This demo shows how to run midPoint container with alternative repository implementation.
Starting
$ cd demo/postgresql $ docker-compose up
After docker-compose up
command successfully finishes you should see something like this on the console:
midpoint_server_1 | midpoint;midpoint.log;demo;;2018-09-20 16:25:22,191 [] [main] INFO (org.springframework.boot.web.embedded.tomcat.TomcatWebServer): Tomcat started on port(s): 8080 (http) 9090 (http) with context path '/midpoint' midpoint_server_1 | midpoint;midpoint.log;demo;;2018-09-20 16:25:22,209 [] [main] INFO (com.evolveum.midpoint.web.boot.MidPointSpringApplication): Started MidPointSpringApplication in 60.512 seconds (JVM running for 61.688)
Now you can log into midPoint using https://localhost:8443/midpoint URL, with an user of administrator
and a password of 5ecr3t
.
You can safely ignore console messages like this:
midpoint_data_1 | ERROR: could not serialize access due to read/write dependencies among transactions midpoint_data_1 | DETAIL: Reason code: Canceled on identification as a pivot, during write. midpoint_data_1 | HINT: The transaction might succeed if retried.
This is a part of standard midPoint conflict resolution process. The mentioned transactions are really retried and they succeed eventually.
Containers
The demo/postgresql
composition contains the following containers:
Container name | Description |
---|---|
postgresql_midpoint_server_1 | This is the standard container providing midPoint functionality. It contains standalone Tomcat running midPoint application, reverse Apache proxy, and TIER Beacon. |
| This container hosts midPoint repository; this time it is implemented on PostgreSQL 9.5 database. |
Communication
The containers publish the following TCP ports. (Port mapped to localhost denotes the mapping of container port to the host port where it can be reached from the outside.)
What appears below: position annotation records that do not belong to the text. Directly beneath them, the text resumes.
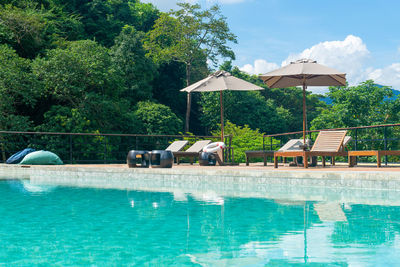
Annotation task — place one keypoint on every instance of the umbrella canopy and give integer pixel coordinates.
(221, 81)
(304, 72)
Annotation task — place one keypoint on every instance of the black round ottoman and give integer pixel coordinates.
(138, 159)
(161, 159)
(207, 159)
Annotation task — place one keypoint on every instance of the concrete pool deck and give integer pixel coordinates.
(333, 184)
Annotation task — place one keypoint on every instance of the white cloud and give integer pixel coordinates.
(389, 76)
(260, 66)
(350, 56)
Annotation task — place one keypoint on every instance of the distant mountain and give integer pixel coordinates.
(328, 100)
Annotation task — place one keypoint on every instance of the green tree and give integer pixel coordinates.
(138, 70)
(243, 139)
(31, 30)
(189, 35)
(243, 108)
(157, 118)
(72, 74)
(18, 90)
(361, 105)
(104, 20)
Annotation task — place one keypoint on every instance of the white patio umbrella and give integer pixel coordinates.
(221, 81)
(304, 72)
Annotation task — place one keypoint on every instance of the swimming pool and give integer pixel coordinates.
(61, 225)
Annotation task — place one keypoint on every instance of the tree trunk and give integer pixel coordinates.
(189, 99)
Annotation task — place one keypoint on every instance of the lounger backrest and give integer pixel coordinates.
(346, 141)
(329, 141)
(292, 145)
(198, 146)
(177, 145)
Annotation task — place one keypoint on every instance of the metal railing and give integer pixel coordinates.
(373, 137)
(92, 148)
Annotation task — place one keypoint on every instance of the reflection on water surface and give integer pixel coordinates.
(81, 226)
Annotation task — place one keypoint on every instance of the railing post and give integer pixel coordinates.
(70, 149)
(385, 142)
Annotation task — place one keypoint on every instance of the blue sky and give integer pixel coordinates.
(361, 38)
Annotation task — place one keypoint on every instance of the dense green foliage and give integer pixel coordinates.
(361, 105)
(243, 138)
(190, 36)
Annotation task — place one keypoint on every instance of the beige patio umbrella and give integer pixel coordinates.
(304, 72)
(221, 81)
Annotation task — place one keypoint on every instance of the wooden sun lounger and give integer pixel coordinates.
(327, 144)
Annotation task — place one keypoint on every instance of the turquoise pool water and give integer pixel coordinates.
(67, 226)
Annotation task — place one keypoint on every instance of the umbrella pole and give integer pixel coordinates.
(304, 115)
(222, 115)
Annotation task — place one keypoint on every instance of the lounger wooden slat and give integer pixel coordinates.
(327, 144)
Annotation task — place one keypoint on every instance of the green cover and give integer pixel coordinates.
(41, 158)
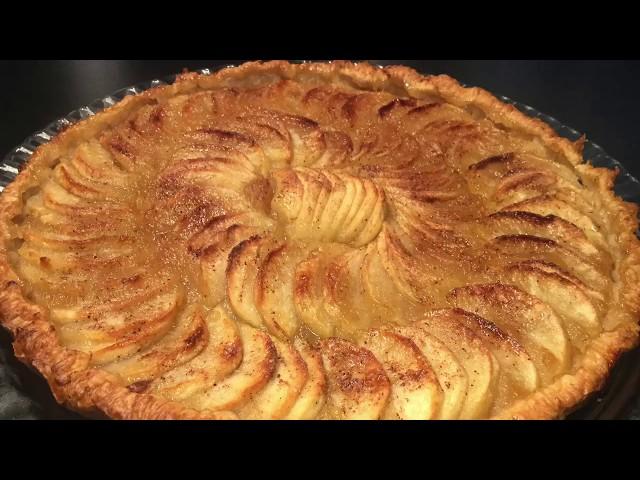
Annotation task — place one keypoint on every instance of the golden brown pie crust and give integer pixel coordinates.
(86, 389)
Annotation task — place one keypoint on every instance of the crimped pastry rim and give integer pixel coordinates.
(87, 389)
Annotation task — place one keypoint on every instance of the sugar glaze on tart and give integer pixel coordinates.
(330, 241)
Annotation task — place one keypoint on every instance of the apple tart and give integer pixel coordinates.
(317, 241)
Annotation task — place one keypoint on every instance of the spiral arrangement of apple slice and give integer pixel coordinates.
(296, 252)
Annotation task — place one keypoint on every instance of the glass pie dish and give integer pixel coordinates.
(22, 395)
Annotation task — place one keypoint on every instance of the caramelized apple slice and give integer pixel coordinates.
(255, 371)
(277, 398)
(530, 321)
(312, 396)
(566, 295)
(481, 367)
(275, 290)
(518, 375)
(242, 271)
(117, 334)
(218, 360)
(185, 341)
(449, 372)
(415, 391)
(358, 386)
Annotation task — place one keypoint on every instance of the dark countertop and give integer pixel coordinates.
(599, 98)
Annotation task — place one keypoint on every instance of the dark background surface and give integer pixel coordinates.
(599, 98)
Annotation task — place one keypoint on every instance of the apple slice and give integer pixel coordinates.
(312, 396)
(358, 386)
(481, 367)
(220, 358)
(275, 290)
(415, 391)
(449, 372)
(242, 271)
(551, 205)
(277, 398)
(566, 295)
(185, 341)
(530, 321)
(117, 334)
(518, 374)
(255, 371)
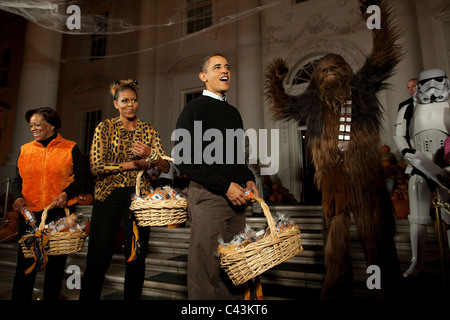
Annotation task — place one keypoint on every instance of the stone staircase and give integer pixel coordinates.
(298, 278)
Container | Port number | Port mapped to localhost | Description |
---|---|---|---|
| 443 | 8443 | HTTPS port to be used to connect to midPoint application |
80 | - | HTTP port to be used to connect to midPoint application | |
9090 | - | Tomcat AJP port used for Apache httpd ↔ Tomcat communication | |
| 5432 | 5432 | Port used to connect to the PostgreSQL database |
Docker volumes
The following volumes are created to persist data and other relevant files.
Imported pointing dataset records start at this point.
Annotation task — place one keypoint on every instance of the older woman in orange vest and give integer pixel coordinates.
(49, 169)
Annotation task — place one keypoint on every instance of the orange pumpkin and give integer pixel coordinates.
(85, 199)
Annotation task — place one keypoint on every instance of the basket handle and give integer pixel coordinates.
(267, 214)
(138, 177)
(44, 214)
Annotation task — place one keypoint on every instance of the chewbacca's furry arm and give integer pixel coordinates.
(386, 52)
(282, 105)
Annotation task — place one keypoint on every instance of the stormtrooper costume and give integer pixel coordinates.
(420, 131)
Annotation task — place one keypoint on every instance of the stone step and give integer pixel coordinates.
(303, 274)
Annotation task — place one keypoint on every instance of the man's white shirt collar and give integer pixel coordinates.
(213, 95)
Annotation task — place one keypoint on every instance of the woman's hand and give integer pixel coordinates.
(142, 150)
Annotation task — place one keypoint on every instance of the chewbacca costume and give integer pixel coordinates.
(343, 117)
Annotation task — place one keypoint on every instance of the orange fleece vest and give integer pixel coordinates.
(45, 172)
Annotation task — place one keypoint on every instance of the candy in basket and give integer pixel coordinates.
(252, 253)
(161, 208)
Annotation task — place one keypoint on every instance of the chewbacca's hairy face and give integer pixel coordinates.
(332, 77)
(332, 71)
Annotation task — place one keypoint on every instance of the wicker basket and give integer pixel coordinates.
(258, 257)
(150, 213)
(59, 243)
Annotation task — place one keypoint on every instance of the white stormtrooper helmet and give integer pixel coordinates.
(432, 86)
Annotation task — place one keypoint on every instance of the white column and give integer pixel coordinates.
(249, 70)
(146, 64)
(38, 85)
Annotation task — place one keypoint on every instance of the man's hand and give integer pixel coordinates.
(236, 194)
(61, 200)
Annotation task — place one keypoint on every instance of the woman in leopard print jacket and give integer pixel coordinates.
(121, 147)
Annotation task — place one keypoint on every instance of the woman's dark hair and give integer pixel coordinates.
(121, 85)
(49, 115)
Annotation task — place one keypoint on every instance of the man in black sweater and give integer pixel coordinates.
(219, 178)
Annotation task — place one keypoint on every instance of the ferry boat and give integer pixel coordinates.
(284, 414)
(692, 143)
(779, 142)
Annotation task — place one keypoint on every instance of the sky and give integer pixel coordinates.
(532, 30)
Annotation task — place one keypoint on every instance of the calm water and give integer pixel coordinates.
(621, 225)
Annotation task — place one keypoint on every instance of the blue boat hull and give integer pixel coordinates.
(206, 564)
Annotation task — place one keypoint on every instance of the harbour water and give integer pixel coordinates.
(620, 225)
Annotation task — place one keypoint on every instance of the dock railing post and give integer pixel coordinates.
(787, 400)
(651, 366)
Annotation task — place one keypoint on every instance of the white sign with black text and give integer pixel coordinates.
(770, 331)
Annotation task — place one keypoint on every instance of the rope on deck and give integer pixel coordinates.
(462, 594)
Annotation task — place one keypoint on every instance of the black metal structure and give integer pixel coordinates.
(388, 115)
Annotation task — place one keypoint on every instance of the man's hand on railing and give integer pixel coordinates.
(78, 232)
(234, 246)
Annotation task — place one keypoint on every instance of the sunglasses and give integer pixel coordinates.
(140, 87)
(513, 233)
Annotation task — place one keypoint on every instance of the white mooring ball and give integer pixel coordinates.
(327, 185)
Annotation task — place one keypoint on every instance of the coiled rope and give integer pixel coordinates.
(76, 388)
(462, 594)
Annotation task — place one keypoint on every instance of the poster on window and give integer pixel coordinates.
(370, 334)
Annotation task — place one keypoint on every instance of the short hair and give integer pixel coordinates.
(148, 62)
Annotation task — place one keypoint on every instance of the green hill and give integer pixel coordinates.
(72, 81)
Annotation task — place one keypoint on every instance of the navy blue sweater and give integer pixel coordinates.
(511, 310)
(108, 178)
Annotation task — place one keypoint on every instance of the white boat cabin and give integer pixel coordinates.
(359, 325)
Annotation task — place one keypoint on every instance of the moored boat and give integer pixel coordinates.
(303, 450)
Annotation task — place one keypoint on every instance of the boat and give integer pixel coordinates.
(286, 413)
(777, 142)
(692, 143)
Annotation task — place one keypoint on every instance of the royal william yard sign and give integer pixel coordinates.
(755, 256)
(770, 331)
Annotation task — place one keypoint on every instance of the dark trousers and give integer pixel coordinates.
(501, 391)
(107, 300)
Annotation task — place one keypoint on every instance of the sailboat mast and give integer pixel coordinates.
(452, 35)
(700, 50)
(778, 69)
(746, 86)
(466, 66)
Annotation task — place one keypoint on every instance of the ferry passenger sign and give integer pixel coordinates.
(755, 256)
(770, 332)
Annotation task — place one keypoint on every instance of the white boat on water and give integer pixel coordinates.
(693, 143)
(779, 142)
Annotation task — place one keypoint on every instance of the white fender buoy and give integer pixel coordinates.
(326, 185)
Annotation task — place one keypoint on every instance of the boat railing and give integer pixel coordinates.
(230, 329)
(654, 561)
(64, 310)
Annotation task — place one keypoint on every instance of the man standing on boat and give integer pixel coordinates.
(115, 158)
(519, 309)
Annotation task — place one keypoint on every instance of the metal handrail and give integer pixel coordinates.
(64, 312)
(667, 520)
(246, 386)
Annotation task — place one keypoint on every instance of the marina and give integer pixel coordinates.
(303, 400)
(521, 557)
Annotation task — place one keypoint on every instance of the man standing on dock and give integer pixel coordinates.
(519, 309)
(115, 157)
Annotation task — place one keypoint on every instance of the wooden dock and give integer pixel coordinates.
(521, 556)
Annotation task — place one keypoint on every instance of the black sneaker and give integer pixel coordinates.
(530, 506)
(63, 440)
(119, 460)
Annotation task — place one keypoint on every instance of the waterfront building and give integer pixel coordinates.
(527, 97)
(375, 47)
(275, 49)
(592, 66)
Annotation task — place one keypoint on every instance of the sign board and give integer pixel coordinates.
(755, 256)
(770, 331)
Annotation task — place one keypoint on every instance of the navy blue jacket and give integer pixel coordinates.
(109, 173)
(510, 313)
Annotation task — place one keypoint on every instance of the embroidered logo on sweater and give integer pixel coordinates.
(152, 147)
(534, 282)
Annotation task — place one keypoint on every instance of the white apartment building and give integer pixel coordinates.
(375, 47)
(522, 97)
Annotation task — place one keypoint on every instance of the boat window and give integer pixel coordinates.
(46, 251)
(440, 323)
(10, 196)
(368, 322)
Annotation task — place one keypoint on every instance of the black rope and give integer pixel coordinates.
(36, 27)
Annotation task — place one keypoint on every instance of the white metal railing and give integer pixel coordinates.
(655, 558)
Volume name | Description | Used by container |
---|---|---|
| The midPoint home directory. Contains schema extensions, logs, custom libraries, custom ConnId connectors, and so on. |
|
| Volume hosting PostgreSQL database used by midPoint. |
|
Configuring the composition
The following configuration properties are supported. Please refer to the main documentation page for their explanation.
Property | Default value |
---|---|
ENV | demo |
USERTOKEN | |
REPO_MISSING_SCHEMA_ACTION | create |
REPO_UPGRADEABLE_SCHEMA_ACTION | stop |
REPO_SCHEMA_VERSION_IF_MISSING | |
REPO_SCHEMA_VARIANT | |
MP_MEM_MAX | 2048m |
MP_MEM_INIT | 1024m |
MP_JAVA_OPTS | |
TIER_BEACON_OPT_OUT | |
TIMEZONE | UTC |
You can tailor these to your needs.
The following Docker secrets are used:
Secret | Location |
---|---|
mp_database_password.txt | configs-and-secrets/midpoint/application/database_password.txt |
mp_keystore_password.txt | configs-and-secrets/midpoint/application/keystore_password.txt |
mp_host-key.pem | configs-and-secrets/midpoint/httpd/host-key.pem |
The following configuration files are used:
Target file | Source location |
---|---|
/etc/pki/tls/certs/host-cert.pem | configs-and-secrets/midpoint/httpd/host-cert.pem |
/etc/pki/tls/certs/cachain.pem | configs-and-secrets/midpoint/httpd/host-cert.pem |
You can modify or replace these files as needed.